According to the Midyear Market Sentiment Survey released by Transwestern and Devencore, the impacts of COVID-19 on the commercial real estate industry became evident during the second quarter.
According to the survey, the U.S. office index averaged 61.8 for the second half of 2020, signaling weaker market conditions as it fell below the 100-neutral zone.
The current index is well below the 106.9 registered at year-end 2019, prior to the onset of the pandemic. In Canada, the office index declined 29 per cent since the year-end 2019 survey, from 104.0 to 73.8.
“Across both countries, traditional office space is expected to lag as occupiers pause leasing decisions until the pandemic is under control,” said Elizabeth Norton, Senior Managing Director of Research Services at Transwestern. “Work-from-home strategies could offer cost-saving alternatives to select tenants, increasing the possibility of space reduction. However, medical office, while expected to soften slightly during the balance of 2020, has a more favorable long-term outlook.”
The U.S. industrial index averaged 104.4 for second half 2020, slightly above 100, which is considered flat conditions. This is only slightly below the 116.2 registered at year-end 2019, prior to the onset of the pandemic.

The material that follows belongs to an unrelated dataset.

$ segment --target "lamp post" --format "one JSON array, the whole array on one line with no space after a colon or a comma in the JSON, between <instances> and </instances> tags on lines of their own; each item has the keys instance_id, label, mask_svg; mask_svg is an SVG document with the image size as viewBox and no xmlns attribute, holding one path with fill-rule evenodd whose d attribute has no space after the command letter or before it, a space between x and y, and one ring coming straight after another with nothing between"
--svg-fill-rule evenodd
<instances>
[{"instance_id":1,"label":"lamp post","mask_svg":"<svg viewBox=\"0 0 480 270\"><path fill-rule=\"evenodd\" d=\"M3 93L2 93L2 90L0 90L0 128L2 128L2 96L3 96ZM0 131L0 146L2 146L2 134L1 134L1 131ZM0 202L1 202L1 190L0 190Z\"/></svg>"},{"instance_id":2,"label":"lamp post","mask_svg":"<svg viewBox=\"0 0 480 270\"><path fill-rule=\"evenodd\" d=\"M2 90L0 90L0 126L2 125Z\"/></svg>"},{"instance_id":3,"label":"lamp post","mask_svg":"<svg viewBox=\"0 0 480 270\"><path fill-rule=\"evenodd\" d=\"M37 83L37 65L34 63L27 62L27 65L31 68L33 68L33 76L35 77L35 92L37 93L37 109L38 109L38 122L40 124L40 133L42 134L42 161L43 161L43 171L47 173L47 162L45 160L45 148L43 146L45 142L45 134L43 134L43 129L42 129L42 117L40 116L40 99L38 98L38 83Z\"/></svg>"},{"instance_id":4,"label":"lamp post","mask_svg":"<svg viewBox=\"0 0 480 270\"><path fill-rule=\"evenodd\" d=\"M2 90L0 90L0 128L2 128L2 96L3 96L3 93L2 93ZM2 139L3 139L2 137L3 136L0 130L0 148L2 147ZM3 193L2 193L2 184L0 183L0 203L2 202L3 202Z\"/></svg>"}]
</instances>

In Canada, the industrial index dropped from the pre-pandemic 129.0 to 100.9 at midyear 2020. Industrial conditions are expected to remain steady in Canada, with 54 per cent anticipating slightly higher leasing velocity.
The survey findings are supported by Transwestern’s second quarter 2020 national market reports. In its latest U.S. Office Market Report, Transwestern found that in the second quarter of 2020, net absorption registered negative 14.2 million square feet, the first quarter an occupancy loss was recorded since the first three months of 2010.
Office leasing slowed considerably as most tenants paused decisions due to COVID-19, pushing the national office vacancy rate up 20 basis points to 10.1 per cent.
Construction activity slowed, and groundbreakings are expected to be limited over the next 12 months due to elevated unemployment and continued uncertainty about the future use of office space.
“In Canada, we are seeing very similar conditions to those in the U.S.,” said Jean Laurin, President and CEO of Devencore. “Across North America, demand for suburban office space could benefit in the current climate, as select tenants look for affordable space in a safely distanced environment.”
According to the most recent U.S. Industrial Market Report, the industrial sector fared significantly better since the onset of the pandemic.
In the second quarter, the streak of occupancy gains continued into its 42nd quarter, despite posting the lowest level in 10 years, as industrial leasing activity recovered swiftly in May/June after dipping earlier in the year. Rent growth also continued for the 34th straight quarter, increasing 39 per cent during that period.
E-commerce, which accelerated during the pandemic, is primarily responsible for the strength of the industrial sector, with online grocery purchases due to the economic shutdown further fueling growth. However, manufacturing is also a contributor; in June, ISM Manufacturing PMI recorded the strongest expansion in factory activity in 14 months.
“New inventory coupled with increasing sublease space pushed the industrial vacancy rate slightly higher in the second quarter, to 5.4%,” said Matt Dolly, Director of Research at Transwestern. “However, the industrial property sector will continue to flourish as much of its tenant base is essential businesses.”